Engineered to function as a catch basin in a flood event, the Sugarbush snowmaking pond did just that during Hurricane Irene flooding last month.
During the August 28 flooding, the Mad River jumped its western bank and ran through the ski resort’s 10-acre pond, dropping out tons and tons of dirt and gravel in the process. Sugarbush began the massive pond restoration process shortly after the flood and has had a crew of workers in there from 6 a.m. to 8 p.m. six days a week trying to get the pond cleaned up and berms rebuilt before snowmaking season.
Mike Wing, who is managing the project for Sugarbush and is also the snow surfaces manager for the company, said that the enormous pile of topsoil would be offered free to local farmers and others in need of topsoil once it has been tested for pollutants. The pictures for this article show it on September 27 when Wing said about half of the pond had been excavated.
The dirt is a sandy loam/topsoil, he explained at the site this week, while giant six-wheeled G.W. Tatro vehicles that carry 30 yards each zoomed from the pond to the dirt pile. An excavator sat in the pond filling the vehicles and another one sat at the pile, scooping up the just-dumped dirt onto the tower of dirt.
Adjacent to the beginner-slope pile of topsoil is a much smaller hill of gravel that came from the pond. Wing said that the line of demarcation between the gravel and topsoil was remarkably clear when the water was out of the pond.
Candice White, Sugarbush vice president of marketing, said that the repair project will cost an estimated $600,000 to $700,000 to complete. She said the resort is hopeful that it will receive some insurance funds and is working with a bank as well as the Vermont Economic Development Authority.
To get to the point where the topsoil and gravel could be extracted, Wing and his crew first had to dewater the pond. Under normal conditions the pond holds 25 million gallons of water. They were trying to get the pond drained before power was returned to the site and began a complex process of creating a siphon using 10-inch pipe, a welder, an excavator, gravity and some Yankee ingenuity.
Wing capped the outflow end of the pipe and had the final piece put into place with an excavator and filled with water before he ran to the far end and uncapped it. They siphoned five to seven million gallons of water out of the pond over five or six days 24 hours a day. As they are working on the pond now, they are dealing with groundwater seeping in at a rate of 200 to 400 gallons per hour.

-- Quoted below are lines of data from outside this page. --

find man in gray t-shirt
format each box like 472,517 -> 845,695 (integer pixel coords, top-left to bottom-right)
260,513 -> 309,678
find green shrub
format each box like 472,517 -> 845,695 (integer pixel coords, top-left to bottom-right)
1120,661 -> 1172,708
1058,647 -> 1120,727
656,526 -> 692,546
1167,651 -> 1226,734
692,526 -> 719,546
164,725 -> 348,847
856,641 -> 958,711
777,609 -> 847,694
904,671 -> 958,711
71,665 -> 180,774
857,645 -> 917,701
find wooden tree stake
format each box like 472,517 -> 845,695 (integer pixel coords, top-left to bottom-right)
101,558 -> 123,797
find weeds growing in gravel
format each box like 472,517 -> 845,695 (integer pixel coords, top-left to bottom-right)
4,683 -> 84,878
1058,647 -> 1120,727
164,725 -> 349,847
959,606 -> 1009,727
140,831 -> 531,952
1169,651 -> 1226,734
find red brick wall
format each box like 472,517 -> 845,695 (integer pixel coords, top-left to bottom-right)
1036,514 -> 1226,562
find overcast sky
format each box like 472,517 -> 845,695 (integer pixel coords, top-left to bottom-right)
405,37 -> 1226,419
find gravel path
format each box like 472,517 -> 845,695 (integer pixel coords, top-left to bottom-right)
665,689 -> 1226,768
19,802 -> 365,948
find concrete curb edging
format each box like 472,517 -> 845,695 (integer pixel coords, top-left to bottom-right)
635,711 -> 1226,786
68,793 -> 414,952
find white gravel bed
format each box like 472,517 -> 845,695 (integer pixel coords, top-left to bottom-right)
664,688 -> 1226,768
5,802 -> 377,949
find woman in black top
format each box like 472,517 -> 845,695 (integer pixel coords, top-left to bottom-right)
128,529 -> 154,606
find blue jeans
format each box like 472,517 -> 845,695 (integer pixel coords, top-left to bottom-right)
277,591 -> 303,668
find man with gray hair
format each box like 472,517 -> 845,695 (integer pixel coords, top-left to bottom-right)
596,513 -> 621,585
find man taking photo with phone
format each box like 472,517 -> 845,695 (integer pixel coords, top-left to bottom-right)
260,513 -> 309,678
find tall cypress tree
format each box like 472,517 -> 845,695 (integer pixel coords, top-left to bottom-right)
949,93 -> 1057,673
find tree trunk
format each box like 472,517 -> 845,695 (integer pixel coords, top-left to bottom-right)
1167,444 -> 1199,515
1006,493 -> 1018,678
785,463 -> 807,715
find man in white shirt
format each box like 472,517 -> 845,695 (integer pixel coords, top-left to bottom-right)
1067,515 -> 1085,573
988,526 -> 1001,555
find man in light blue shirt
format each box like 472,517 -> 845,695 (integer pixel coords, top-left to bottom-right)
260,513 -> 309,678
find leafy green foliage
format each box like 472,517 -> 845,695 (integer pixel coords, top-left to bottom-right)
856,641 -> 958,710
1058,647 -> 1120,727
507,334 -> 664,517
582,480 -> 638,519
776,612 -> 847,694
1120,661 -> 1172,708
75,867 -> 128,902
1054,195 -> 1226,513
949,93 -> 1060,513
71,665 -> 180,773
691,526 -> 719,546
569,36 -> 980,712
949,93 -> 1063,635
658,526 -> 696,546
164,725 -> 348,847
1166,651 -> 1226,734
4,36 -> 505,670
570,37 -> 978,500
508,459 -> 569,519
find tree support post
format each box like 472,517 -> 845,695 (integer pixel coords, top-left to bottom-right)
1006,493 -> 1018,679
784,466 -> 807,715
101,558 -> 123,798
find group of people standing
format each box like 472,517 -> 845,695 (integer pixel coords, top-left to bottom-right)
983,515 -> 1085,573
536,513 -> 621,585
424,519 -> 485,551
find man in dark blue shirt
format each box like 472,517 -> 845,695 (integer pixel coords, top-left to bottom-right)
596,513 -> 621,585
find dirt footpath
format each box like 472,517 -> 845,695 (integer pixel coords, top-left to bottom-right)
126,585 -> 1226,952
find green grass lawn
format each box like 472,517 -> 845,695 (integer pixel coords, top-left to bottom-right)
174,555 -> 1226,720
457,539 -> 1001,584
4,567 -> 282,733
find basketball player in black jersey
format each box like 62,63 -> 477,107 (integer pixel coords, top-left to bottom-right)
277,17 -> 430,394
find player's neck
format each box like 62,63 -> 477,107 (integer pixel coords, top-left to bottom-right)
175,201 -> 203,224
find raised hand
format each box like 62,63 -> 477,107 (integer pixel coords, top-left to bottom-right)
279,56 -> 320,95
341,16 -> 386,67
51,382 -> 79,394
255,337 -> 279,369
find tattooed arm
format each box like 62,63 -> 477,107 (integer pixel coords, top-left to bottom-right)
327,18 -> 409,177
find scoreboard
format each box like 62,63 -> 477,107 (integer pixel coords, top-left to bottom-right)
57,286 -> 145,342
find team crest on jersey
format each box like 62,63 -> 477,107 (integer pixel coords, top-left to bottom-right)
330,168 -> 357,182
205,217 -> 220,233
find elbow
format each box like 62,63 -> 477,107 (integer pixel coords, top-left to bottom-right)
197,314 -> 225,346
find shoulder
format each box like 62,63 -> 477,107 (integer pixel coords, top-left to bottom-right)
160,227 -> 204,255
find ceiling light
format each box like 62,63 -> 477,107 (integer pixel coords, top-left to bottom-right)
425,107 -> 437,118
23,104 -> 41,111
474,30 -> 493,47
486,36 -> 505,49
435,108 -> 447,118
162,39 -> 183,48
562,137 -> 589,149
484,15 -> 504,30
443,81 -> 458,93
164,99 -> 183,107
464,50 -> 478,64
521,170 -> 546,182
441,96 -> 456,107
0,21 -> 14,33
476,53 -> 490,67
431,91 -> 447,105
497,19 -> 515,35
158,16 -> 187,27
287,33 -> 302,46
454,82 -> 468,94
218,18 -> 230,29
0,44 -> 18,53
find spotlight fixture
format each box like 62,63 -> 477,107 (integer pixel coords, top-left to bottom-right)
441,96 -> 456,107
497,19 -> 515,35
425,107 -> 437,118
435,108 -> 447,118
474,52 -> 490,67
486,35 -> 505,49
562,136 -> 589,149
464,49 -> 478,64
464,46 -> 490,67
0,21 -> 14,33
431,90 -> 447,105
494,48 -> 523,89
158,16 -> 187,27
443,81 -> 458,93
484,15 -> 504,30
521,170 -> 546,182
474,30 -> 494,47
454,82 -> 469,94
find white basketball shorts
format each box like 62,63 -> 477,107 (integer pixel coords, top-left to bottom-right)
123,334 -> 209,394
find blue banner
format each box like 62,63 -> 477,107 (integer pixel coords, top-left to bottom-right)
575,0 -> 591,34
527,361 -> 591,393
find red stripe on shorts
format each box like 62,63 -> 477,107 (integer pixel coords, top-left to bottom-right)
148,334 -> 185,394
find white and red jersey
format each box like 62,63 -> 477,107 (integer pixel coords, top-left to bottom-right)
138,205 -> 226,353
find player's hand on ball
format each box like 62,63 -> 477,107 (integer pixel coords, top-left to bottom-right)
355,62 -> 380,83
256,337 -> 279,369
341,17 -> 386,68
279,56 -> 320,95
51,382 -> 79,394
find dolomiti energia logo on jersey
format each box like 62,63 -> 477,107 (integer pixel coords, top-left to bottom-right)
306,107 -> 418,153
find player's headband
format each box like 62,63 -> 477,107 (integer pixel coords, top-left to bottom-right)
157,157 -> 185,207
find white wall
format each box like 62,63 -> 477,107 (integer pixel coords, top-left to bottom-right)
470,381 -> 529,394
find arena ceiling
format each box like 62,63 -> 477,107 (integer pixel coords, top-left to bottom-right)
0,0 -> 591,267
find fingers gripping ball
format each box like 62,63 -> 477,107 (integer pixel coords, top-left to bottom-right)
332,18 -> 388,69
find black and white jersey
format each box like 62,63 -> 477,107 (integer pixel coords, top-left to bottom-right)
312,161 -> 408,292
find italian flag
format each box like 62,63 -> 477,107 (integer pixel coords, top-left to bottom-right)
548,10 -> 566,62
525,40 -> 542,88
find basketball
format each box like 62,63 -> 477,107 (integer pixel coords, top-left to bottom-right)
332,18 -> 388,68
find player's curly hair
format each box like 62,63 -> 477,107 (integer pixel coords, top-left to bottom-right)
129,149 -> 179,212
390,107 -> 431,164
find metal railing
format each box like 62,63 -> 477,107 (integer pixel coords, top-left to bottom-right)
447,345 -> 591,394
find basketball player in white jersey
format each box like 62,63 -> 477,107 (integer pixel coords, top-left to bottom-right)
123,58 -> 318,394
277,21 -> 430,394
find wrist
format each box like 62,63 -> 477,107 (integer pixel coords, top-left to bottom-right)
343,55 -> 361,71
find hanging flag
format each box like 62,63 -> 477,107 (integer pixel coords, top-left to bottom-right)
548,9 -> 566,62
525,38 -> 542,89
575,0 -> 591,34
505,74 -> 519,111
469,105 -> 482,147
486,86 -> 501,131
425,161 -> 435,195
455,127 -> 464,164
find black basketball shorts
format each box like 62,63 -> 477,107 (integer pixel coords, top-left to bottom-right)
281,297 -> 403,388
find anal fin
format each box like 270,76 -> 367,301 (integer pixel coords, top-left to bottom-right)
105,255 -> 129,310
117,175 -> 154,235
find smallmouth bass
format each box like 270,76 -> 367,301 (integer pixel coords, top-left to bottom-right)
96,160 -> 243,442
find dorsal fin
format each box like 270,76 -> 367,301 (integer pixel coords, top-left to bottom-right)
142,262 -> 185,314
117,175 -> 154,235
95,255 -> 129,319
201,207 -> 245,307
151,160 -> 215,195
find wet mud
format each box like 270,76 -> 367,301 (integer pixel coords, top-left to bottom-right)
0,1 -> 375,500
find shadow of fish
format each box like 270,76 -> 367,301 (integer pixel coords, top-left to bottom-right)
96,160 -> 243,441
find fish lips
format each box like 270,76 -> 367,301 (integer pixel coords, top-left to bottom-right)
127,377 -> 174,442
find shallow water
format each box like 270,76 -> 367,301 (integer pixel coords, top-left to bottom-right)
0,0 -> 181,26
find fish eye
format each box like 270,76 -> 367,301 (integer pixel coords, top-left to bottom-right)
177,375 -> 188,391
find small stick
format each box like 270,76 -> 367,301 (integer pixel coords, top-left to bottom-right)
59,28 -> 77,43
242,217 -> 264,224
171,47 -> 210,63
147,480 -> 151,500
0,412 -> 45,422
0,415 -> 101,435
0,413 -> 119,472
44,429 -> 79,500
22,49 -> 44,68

That means the giant six-wheeled vehicles splash through standing water and mud as they make their 60 to 80 round trips per day. Wing expects this phase of the repair will take through the end of next week. Then the western bank of the Mad River that was breached will be returned to its pre-flood contours. The earthen berm between the south end of the pond and the river will be restored using cap stone, gravel and #4 shot rock obtained from blasting at the DeFreest farm.
Then the power poles need to go back in, power needs to be restored and the pond refilled. Wing said it would take about five days to fill the pond.